Question

How do you verify ${\text{tan(}}\theta {\text{)cosec(}}\theta {\text{) = sec(}}\theta {\text{)}}$ ?

Answer 1

Hint: In this question, we are asked to verify the given statement. First we have to expand the terms using the properties of trigonometric functions and its expressions. And then we need to equate or interpret the expression of the LHS in such a way that we can get the RHS. By this we get the RHS.

Formula used: The properties of trigonometric functions used:
${\text{tan(}}\theta {\text{) = }}\dfrac{{\sin (\theta )}}{{\cos (\theta )}}$
${\text{cosec(}}\theta {\text{) = }}\dfrac{1}{{\sin (\theta )}}$
${\text{sec(}}\theta {\text{) = }}\dfrac{1}{{\cos (\theta )}}$

Complete step-by-step solution:
We are asked to verify that the given LHS is equal is LHS i.e. ${\text{tan(}}\theta {\text{)cosec(}}\theta {\text{) = sec(}}\theta {\text{)}}$
For this, we will use the properties of trigonometric functions.
From the properties of trigonometric functions, we have
$ \Rightarrow {\text{tan(}}\theta {\text{) = }}\dfrac{{\sin (\theta )}}{{\cos (\theta )}}$
$ \Rightarrow {\text{cosec(}}\theta {\text{) = }}\dfrac{1}{{\sin (\theta )}}$
Now replacing ${\text{tan(}}\theta {\text{) }}$ by ${\text{ }}\dfrac{{\sin (\theta )}}{{\cos (\theta )}}$ and ${\text{cosec(}}\theta {\text{) }}$ by $\dfrac{1}{{\sin (\theta )}}$, we get
LHS =${\text{tan(}}\theta {\text{)cosec(}}\theta {\text{)}} = \dfrac{{\sin (\theta )}}{{\cos (\theta )}} \times \dfrac{1}{{\sin (\theta )}}{\text{ }}$
As there is a$\sin (\theta )$ in both the numerator and denominator, we can cancel it to simplify.
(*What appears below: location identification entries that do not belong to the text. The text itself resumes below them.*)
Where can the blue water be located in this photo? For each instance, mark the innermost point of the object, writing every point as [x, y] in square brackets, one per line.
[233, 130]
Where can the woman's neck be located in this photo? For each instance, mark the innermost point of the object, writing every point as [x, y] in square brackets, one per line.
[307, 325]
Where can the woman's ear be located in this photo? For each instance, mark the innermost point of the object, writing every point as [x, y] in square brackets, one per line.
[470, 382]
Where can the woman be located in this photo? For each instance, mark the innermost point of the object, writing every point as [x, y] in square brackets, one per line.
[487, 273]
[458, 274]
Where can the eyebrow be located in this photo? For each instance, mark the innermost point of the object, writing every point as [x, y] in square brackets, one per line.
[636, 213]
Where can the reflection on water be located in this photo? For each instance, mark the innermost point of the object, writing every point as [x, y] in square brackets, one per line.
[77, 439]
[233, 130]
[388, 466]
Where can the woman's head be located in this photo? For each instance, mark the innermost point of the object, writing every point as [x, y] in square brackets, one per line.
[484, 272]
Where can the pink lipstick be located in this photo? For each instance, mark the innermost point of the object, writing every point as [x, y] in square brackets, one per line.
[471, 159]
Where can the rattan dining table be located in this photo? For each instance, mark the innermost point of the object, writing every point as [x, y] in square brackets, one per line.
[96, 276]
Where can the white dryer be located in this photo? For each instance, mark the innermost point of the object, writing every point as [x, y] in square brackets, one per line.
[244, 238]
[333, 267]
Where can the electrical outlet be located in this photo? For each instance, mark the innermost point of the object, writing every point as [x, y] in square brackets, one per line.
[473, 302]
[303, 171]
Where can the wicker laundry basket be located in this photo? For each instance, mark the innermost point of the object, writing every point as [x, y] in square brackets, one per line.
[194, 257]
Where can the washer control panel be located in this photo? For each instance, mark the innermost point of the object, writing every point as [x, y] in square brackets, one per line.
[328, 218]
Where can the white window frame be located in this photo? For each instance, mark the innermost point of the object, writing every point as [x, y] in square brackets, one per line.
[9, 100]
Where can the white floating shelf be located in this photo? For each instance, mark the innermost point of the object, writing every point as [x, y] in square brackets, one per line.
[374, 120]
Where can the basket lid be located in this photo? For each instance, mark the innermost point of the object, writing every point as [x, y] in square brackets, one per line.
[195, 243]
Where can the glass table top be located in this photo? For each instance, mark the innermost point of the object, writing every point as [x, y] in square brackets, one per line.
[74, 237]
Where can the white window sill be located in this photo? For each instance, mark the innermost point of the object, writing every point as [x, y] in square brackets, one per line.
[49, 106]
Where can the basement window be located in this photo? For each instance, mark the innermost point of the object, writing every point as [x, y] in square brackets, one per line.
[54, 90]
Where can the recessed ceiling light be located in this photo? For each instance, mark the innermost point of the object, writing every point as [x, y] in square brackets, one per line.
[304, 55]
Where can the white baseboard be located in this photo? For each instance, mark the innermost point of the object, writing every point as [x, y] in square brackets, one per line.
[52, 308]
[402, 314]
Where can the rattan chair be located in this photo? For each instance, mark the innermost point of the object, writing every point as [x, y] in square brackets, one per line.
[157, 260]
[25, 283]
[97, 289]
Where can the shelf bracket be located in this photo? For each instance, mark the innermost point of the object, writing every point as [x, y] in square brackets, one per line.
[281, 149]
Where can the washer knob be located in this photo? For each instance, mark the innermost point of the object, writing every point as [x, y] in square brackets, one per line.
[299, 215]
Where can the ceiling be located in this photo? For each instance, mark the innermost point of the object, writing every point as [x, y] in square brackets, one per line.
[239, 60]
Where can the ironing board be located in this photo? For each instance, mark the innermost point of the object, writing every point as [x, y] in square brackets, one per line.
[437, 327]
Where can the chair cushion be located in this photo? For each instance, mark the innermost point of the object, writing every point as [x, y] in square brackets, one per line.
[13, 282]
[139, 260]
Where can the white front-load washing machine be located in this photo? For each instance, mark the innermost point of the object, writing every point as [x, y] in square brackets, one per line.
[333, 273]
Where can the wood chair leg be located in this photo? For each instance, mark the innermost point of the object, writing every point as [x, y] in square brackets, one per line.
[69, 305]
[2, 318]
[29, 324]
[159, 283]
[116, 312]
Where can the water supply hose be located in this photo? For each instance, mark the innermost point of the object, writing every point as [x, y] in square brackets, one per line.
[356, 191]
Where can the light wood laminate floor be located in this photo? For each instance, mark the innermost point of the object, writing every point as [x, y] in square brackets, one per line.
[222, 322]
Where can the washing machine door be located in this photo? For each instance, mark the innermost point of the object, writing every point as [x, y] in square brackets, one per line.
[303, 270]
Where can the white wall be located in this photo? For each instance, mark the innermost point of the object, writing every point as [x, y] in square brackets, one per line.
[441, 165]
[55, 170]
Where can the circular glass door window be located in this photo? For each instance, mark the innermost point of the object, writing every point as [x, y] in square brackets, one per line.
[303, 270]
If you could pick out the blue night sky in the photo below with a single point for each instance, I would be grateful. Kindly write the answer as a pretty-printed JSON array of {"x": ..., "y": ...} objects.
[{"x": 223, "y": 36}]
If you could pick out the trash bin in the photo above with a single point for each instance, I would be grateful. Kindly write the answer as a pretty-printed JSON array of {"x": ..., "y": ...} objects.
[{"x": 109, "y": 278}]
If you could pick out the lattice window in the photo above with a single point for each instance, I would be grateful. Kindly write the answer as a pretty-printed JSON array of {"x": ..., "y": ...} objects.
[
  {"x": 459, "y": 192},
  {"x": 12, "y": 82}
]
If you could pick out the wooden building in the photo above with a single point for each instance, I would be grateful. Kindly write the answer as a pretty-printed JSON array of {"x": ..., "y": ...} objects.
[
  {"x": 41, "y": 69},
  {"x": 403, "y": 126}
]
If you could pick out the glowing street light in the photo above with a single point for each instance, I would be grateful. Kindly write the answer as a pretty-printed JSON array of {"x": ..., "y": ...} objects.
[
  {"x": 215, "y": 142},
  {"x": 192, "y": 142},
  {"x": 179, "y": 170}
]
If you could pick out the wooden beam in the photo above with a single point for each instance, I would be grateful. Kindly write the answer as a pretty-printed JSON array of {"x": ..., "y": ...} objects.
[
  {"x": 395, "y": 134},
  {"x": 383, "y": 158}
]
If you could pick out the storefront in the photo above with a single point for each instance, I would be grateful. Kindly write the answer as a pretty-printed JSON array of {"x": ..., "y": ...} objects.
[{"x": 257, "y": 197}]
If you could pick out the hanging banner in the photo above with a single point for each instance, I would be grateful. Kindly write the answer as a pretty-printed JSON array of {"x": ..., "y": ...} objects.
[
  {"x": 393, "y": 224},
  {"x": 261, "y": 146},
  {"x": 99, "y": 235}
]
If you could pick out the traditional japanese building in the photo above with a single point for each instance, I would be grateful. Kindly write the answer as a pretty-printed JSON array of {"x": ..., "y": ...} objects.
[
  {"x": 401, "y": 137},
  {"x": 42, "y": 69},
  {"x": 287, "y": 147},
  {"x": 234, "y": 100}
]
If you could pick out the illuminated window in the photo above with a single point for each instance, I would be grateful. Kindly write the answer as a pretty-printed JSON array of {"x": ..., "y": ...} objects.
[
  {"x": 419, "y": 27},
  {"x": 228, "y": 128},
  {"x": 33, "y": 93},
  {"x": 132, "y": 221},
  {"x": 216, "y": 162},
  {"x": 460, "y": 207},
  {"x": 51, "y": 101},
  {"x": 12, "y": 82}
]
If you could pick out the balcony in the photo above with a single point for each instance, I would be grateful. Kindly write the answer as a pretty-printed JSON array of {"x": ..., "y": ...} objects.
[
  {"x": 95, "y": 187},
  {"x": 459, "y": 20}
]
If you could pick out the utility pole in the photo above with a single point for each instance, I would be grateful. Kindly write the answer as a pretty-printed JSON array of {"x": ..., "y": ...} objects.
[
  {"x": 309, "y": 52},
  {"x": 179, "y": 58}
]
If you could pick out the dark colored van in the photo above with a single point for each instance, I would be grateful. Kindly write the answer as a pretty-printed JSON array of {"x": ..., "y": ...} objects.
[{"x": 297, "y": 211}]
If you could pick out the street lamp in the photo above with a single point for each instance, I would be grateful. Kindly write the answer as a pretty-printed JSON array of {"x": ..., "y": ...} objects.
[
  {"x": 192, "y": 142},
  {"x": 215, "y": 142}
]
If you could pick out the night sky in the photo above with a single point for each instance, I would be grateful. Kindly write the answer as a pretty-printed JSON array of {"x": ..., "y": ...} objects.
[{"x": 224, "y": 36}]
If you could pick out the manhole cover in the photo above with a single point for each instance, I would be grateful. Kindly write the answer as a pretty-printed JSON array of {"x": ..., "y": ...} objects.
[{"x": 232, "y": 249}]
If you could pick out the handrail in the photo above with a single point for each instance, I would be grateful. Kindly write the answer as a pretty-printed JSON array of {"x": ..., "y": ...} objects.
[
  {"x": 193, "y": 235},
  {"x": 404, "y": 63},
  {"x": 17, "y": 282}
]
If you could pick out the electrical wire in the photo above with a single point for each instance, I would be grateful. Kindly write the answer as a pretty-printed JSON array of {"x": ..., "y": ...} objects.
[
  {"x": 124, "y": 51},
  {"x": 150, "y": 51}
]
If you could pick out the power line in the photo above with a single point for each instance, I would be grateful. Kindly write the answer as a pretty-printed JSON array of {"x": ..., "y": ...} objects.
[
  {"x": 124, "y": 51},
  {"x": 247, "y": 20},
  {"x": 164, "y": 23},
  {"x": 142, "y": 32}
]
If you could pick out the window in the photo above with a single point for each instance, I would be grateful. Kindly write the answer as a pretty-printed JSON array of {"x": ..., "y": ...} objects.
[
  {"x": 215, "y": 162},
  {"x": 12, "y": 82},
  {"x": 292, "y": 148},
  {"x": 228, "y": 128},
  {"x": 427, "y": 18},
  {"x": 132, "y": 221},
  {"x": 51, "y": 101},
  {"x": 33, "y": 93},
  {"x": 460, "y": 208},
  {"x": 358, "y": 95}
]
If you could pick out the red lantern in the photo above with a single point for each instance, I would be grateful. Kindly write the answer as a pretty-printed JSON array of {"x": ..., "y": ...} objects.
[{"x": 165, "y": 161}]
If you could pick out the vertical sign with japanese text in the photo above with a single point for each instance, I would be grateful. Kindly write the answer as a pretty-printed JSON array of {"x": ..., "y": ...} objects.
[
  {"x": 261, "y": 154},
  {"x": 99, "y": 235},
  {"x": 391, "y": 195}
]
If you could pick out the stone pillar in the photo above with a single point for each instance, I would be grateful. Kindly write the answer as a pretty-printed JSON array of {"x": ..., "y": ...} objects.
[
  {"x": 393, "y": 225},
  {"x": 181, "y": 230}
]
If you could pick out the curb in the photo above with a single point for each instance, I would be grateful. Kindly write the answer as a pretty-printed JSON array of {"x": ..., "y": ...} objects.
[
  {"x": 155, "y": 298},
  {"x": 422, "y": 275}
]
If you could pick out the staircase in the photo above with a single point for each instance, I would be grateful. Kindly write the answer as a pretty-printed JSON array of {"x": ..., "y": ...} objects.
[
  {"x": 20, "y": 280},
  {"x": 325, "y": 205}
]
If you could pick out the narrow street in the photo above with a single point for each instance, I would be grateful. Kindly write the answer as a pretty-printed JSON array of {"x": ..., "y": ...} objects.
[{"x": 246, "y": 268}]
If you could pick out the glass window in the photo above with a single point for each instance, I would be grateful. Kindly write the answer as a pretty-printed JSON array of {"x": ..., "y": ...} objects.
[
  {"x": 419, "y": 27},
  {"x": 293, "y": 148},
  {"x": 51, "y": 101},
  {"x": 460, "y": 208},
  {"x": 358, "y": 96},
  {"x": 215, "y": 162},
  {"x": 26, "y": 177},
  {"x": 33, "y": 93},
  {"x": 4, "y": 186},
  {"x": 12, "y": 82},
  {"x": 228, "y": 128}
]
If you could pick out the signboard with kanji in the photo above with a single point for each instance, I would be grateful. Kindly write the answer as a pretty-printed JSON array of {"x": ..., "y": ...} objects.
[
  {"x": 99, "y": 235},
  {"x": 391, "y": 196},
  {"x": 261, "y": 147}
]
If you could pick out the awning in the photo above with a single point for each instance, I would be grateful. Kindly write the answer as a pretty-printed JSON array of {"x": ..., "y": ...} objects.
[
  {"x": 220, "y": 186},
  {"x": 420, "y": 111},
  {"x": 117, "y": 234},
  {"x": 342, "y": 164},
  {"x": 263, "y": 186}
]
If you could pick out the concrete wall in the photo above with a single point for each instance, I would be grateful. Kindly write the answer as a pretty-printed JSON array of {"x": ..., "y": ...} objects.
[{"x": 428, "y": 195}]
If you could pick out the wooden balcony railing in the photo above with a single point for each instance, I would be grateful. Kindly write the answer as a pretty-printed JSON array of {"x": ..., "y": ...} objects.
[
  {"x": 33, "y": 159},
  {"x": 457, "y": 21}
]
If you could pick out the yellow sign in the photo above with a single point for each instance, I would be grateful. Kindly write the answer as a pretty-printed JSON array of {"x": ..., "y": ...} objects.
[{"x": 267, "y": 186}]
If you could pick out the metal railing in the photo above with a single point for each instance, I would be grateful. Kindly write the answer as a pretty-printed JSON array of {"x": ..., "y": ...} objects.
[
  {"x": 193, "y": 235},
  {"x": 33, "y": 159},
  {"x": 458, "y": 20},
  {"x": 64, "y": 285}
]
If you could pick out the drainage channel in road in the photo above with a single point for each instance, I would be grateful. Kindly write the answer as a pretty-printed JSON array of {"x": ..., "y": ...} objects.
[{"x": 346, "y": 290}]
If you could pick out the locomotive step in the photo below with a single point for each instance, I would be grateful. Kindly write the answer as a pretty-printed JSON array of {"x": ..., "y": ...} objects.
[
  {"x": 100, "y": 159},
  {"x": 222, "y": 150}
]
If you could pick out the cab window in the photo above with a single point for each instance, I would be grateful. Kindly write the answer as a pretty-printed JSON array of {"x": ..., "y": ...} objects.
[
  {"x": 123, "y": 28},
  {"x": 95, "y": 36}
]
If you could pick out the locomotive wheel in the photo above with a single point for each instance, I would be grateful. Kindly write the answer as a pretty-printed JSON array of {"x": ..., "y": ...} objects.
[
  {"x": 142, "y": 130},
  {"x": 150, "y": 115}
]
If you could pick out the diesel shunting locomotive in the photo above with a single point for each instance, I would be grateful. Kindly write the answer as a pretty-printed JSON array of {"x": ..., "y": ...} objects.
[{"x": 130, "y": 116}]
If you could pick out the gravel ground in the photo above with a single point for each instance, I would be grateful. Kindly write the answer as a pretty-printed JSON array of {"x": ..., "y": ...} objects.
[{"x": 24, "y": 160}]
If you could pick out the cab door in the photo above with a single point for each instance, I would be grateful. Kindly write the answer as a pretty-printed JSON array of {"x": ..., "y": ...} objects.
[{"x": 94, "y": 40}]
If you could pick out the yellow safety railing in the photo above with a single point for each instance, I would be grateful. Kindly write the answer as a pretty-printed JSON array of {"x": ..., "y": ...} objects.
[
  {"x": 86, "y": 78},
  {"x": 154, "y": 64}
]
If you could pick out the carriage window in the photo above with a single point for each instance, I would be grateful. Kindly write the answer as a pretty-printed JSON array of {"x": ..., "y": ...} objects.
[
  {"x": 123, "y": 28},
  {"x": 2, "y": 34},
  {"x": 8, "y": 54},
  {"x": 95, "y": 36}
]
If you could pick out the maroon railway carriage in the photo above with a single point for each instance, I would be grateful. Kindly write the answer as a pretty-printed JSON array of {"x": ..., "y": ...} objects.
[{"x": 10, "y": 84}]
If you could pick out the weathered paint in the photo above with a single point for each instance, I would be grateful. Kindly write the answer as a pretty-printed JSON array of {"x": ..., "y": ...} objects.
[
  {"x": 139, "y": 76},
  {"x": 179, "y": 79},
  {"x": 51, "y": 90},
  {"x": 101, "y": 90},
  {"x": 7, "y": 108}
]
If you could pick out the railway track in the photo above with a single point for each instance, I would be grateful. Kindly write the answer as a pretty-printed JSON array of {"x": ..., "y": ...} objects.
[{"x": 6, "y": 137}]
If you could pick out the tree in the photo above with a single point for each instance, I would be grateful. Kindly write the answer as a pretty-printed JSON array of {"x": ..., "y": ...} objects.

And it will become like this,
$ \Rightarrow {\text{tan(}}\theta {\text{)cosec(}}\theta {\text{)}} = \dfrac{1}{{\cos (\theta )}}$
Now we use the formula ${\text{sec(}}\theta {\text{) = }}\dfrac{1}{{\cos (\theta )}}$, we have to replace ${\text{ }}\dfrac{1}{{\cos (\theta )}}$by ${\text{sec(}}\theta {\text{) }}$.
$ \Rightarrow {\text{tan(}}\theta {\text{)cosec(}}\theta {\text{)}} = \sec (\theta )$
And we get the RHS,
Hence proved.

Note: In this question we have alternative method as follows:
Alternative method:
In this question, we need to verify that${\text{tan(}}\theta {\text{)cosec(}}\theta {\text{)}} = \sec (\theta )$.
We can verify this by solving RHS too.
We all know the properties of trigonometric functions, from that we can say
$ \Rightarrow \sec (\theta ) = \dfrac{1}{{\cos (\theta )}}$
Therefore, by replacing $\sec (\theta )$ by $\dfrac{1}{{\cos (\theta )}}$, we get
$ \Rightarrow \sec (\theta ) = \dfrac{1}{{\cos (\theta )}}$
Now, we have to multiply and divide it by $\sin (\theta )$,
$ \Rightarrow \sec (\theta ) = \dfrac{1}{{\cos (\theta )}} \times \dfrac{{\sin (\theta )}}{{\sin (\theta )}}$
Making it as an expression we get,
$ \Rightarrow \sec (\theta ) = \dfrac{{\sin (\theta )}}{{\cos (\theta )\sin (\theta )}}$
Now we need to split this as$\dfrac{{\sin (\theta )}}{{\cos (\theta )}} \times \dfrac{1}{{\sin (\theta )}}$,
$ \Rightarrow \sec (\theta ) = \dfrac{{\sin (\theta )}}{{\cos (\theta )}} \times \dfrac{1}{{\sin (\theta )}}$
As we know that,
$ \Rightarrow {\text{tan(}}\theta {\text{) = }}\dfrac{{\sin (\theta )}}{{\cos (\theta )}}$
$ \Rightarrow {\text{cosec(}}\theta {\text{) = }}\dfrac{1}{{\sin (\theta )}}$
We will replace $\dfrac{{\sin (\theta )}}{{\cos (\theta )}}$ by ${\text{tan(}}\theta {\text{)}}$ and $\dfrac{1}{{\sin (\theta )}}$ by ${\text{cosec(}}\theta {\text{)}}$ to get the answer.
Therefore it becomes, LHS =$\sec (\theta ) = \tan (\theta )\cos {\text{ec}}(\theta )$.
Hence the given statement is verified.